From swimming pool shenanigans to hospital visits, the escapades of Singapore’s otter families have provided much amusement and entertainment. But things aren’t always rainbows and butterflies in the animal kingdom.
In a heartbreaking Facebook post, otter interest group Ottercity announced on Sunday afternoon (Jan 10) that they had euthanised an otter pup abandoned by her family, adding that they had exhausted “all possible options”.
The pup, named Eve, was found on Dec 31, Ottercity said. She was born prematurely and hadn’t even opened her eyes when rescuers found her.
“She was left in the open while the family went away, and wasn’t picked up when they returned,” Ottercity recounted, adding that volunteers attempted to reintroduce her to her family, but the adults showed disinterest.
In an effort to save the pup, Ottercity reached out to several animal welfare groups, including the Animal Concerns Research and Education Society (Acres) and Otter Working Group (OWG), as well as representatives from the National Parks Board and Wildlife Reserves Singapore.

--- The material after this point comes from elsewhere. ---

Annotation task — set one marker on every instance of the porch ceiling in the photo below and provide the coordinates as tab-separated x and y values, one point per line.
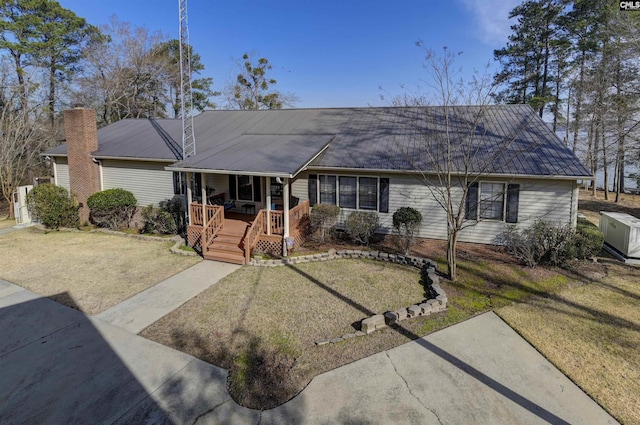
258	154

Unfortunately, the “greatest reunion story in 2021” that Ottercity was hoping for did not materialise.
“Formal meetings were held with the extended community to discuss, debate and deliberate — to exhaust all possible options, given what we know and what we have today,” they wrote. “Regrettably, Eve was euthanised on Thursday afternoon (Jan 7).”
Not only was the group “inexperienced and not ready”, but Singapore also lacks large rehabilitation facilities suitable for semi-aquatic animals, Ottercity explained.
Lamenting that “not all rescue has a happy ending [sic]”, the group concluded its post with an apology to Eve.
“Emotionally, it was an outcome none wishes to see, but rationally we accept our current limitations.”
This isn’t the first time that volunteers have mounted rescue efforts in aid of vulnerable pups separated from their families.
In 2018, an otter was reunited with its family in a five-day operation involving over 30 personnel from multiple interest groups, including Ottercity, OWG and OtterWatch, as well as agencies such as the Public Utilities Board.
The otter, estimated to be five to six months old at the time, had been found injured.
In 2017, a two-and-a-half-month-old pup was able to rejoin its family thanks to the quick action of about 15 otter watchers, who had noticed it being left behind by its family at Kallang Basin.
Pups of that age may be targeted by predators such as snakes when they are apart from their family, explained N. Sivasothi, a senior lecturer in National University of Singapore’s biological science department.
They may also face other dangers such as traffic and are not able to hunt for food on their own.